Quote from Government Health IT
“From the outset of the FTC’s investigation, the Commission has exerted authority it does not have to punish a business that has done nothing wrong,” said Dan Epstein, executive director of Cause of Action, a nonprofit representing LabMD that “fights to protect economic opportunity when federal regulations, spending and cronyism threaten it.”
Cause of Action and LabMD argue that Congress authorized only one agency to regulate personal health information, the Department of Health and Human Services, and that Section 5 of FTC Act, covering “unfair acts and practices,” does not apply to patient health data.
“No court has ever said that Section 5 authorizes the FTC to regulate patient information data-security practices, or any other data-security practices, for that matter,” said Reed Rubinstein, Cause of Action’s litigation VP and a lawyer with the firm Dinsmore & Shohl. “Despite the Commission’s repeated requests, Congress has refused to confer upon the FTC jurisdiction over such data-security cases,” Rubinstein said.
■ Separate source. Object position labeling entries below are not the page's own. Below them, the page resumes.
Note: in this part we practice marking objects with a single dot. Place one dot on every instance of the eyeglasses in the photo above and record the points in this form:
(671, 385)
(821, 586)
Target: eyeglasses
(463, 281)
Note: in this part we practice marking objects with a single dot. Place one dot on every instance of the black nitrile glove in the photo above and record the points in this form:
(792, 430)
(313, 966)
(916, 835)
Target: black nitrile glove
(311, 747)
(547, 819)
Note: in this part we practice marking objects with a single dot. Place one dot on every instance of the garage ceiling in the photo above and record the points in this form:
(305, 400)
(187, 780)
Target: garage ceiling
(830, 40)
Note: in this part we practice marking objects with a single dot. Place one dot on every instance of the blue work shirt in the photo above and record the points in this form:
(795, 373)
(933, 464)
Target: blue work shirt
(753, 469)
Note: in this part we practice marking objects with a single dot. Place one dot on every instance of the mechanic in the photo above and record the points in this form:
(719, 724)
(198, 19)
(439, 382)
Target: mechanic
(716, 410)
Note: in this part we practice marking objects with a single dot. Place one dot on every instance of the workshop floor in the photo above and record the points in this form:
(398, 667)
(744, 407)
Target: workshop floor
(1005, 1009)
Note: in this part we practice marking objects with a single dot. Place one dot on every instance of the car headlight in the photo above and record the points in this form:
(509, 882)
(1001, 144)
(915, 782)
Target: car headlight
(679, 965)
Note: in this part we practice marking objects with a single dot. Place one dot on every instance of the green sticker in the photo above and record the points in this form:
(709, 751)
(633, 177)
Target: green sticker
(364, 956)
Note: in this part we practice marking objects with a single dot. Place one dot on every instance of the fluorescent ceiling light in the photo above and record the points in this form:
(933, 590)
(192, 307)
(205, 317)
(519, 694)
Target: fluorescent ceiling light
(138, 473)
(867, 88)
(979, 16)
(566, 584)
In response, FTC lawyers argue that the issue of LabMD’s apparent breach “fits squarely within” the agency’s “broad mandate.” They also noted that the FTC has brought close to 50 data security cases against companies since 2000, with 18 of them alleging unreasonable security practices as unfair under the FTC Act’s Section 5.
“It is true that the statute does not specifically mention data security,” but it also
does not specifically mention other consumer issues that the agency has long pursued under Section 5, including online check drafting, the sale of telephone records, breach of contracts and telephone billing, FTC lawyers wrote.